Malaysia to ban colistin in animal feed

10-12-2018 | | |
Photo: Hans Prinsen
Photo: Hans Prinsen

Calls by the World Health Organisation (WHO) to phase out medically important antibiotics used in animal feeds have prompted Malaysia to announce a ban on the use of colistin in animal feed. India is also believed to be on the verge of making a similar announcement.

Last year, the WHO called for an overall reduction in the use of medically important antibiotics in food animal production, recommending they should not be used as growth promoters or for disease prevention.

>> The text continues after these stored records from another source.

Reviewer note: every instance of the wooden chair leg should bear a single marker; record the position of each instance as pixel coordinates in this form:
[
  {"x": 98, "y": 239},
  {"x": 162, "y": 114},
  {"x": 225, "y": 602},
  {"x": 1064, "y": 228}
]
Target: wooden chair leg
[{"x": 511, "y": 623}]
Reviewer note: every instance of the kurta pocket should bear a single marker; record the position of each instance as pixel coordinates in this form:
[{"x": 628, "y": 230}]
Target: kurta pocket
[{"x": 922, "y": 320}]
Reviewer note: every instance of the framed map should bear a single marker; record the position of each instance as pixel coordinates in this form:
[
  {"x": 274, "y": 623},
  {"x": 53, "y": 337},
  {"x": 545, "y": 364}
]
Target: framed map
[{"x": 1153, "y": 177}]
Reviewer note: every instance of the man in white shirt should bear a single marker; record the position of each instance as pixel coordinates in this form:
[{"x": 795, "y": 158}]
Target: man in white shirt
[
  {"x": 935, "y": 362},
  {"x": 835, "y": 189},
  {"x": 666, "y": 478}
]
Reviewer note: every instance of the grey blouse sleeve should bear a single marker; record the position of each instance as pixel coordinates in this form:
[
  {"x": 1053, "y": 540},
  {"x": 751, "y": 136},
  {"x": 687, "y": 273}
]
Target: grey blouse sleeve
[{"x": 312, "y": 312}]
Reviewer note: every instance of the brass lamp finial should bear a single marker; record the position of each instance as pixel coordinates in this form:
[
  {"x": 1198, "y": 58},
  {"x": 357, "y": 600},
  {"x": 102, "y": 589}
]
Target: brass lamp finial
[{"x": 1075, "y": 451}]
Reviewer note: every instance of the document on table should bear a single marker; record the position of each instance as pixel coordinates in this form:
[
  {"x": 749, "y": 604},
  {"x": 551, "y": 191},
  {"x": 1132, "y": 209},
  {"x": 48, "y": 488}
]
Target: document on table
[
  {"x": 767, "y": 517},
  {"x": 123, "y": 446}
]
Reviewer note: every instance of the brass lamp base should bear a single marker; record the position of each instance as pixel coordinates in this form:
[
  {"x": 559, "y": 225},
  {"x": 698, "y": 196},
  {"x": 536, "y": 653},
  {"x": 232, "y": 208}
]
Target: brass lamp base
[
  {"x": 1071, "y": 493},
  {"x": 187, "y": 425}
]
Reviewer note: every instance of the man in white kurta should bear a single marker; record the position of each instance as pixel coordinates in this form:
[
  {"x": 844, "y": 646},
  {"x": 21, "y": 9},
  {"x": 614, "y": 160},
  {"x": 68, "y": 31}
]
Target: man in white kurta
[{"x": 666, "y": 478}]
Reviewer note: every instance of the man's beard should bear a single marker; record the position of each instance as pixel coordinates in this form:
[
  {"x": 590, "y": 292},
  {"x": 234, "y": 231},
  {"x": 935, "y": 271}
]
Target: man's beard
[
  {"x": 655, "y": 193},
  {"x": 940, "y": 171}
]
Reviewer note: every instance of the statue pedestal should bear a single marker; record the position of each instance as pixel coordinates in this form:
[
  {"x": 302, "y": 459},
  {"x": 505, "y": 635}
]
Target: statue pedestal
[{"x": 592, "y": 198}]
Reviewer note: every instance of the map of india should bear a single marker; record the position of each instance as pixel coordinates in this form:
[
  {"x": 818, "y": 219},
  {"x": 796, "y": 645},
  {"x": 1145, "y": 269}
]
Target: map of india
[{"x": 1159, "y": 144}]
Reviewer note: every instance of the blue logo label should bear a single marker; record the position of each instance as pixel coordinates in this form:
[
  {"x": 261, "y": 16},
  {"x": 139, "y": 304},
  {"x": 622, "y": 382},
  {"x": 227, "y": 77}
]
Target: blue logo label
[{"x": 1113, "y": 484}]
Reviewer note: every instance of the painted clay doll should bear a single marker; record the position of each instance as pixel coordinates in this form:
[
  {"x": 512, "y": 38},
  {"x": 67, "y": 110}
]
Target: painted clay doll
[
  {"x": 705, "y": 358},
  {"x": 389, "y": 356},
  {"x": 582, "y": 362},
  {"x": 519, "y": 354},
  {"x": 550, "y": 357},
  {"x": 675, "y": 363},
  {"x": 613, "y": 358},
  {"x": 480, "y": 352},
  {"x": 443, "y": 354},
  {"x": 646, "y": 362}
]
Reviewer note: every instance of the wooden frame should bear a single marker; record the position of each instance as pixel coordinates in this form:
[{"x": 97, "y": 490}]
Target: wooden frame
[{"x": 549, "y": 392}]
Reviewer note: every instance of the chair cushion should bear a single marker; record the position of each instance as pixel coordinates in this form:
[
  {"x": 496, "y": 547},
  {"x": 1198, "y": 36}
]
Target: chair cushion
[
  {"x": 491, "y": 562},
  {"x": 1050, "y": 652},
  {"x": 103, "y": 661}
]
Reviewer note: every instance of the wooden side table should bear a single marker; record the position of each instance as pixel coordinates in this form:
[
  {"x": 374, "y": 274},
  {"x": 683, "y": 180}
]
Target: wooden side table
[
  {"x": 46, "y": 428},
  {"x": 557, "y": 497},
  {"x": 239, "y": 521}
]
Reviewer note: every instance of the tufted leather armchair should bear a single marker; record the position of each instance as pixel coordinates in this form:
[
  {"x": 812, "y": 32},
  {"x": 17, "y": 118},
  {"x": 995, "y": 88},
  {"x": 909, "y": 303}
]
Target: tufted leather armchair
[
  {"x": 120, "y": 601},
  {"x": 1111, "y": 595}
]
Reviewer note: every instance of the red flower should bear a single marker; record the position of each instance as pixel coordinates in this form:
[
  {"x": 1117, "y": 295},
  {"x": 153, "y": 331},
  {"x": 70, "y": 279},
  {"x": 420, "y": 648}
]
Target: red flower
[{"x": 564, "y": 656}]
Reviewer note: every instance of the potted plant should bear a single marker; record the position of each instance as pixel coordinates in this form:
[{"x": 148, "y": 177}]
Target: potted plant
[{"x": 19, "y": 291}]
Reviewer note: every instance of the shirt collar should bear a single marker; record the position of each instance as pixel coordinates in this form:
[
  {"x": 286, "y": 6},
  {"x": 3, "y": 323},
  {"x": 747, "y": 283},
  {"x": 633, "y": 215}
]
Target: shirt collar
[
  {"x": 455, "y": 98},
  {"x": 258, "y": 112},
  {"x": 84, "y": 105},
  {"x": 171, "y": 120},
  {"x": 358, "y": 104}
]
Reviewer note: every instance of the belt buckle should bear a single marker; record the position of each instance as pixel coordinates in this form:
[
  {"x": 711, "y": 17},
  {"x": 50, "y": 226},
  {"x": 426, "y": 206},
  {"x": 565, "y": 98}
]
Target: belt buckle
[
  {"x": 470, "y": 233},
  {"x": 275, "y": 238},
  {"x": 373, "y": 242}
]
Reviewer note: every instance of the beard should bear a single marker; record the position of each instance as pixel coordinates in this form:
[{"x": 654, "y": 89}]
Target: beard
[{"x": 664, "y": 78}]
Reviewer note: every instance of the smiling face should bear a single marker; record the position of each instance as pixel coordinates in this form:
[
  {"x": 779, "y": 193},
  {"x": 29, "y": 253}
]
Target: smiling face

They did so on the grounds of preserving the effectiveness of the drugs for treatment of humans. Colistin is the last line of defence for severe infection, especially when patients are attacked by superbugs.

The European Union, China, United States and Brazil have all banned its use as a growth promoter but it’s widely used in parts of South East Asia and the Far East.

Malaysian Agriculture and Agro-based Industry Minister Datuk Salahuddin Ayub told a recent press conference that colistin will be banned in animal feed from 1 January 2019.

“This is the first step towards prohibiting the use of antibiotics considered critical for humans,” he said.

Licence revoke

The Department of Veterinary Services would be monitoring animal farms and processing plants, and if the animals or animal products were found to contain antibiotic residue or other drugs, the operators’ licences would be revoked, the Malaysia Star reported.

Meanwhile, in India, reports suggest that the government has proposed a ban on the use of colistin – which is widely used in the poultry sector as a growth promoter.

Reports claim that India’s Drugs Technical Advisory Board have recommended a ban on its use in an attempt to stem the rising threat of antimicrobial resistance.

The UK’s Bureau of Investigative Journalism carried out an investigation lasts year which found that hundreds of tonnes of colistin were shipped to India in 2016, with the drug being sold by a number of international and domestic pharmaceutical companies without requiring a prescription.

Professor Tim Walsh, a UN advisor on superbugs who discovered a gene known as mcr-1, which gives bacteria the power to gain resistance to drugs, urged the Indian government to ban the colistin.

“In a country where colistin is a common life-saving last resort medicine, the mere notion that colistin is used in poultry production should be viewed as criminal negligence followed by prosecution. What is required is a total and unequivocal world-wide ban on colistin use in animals,” he told the Bureau.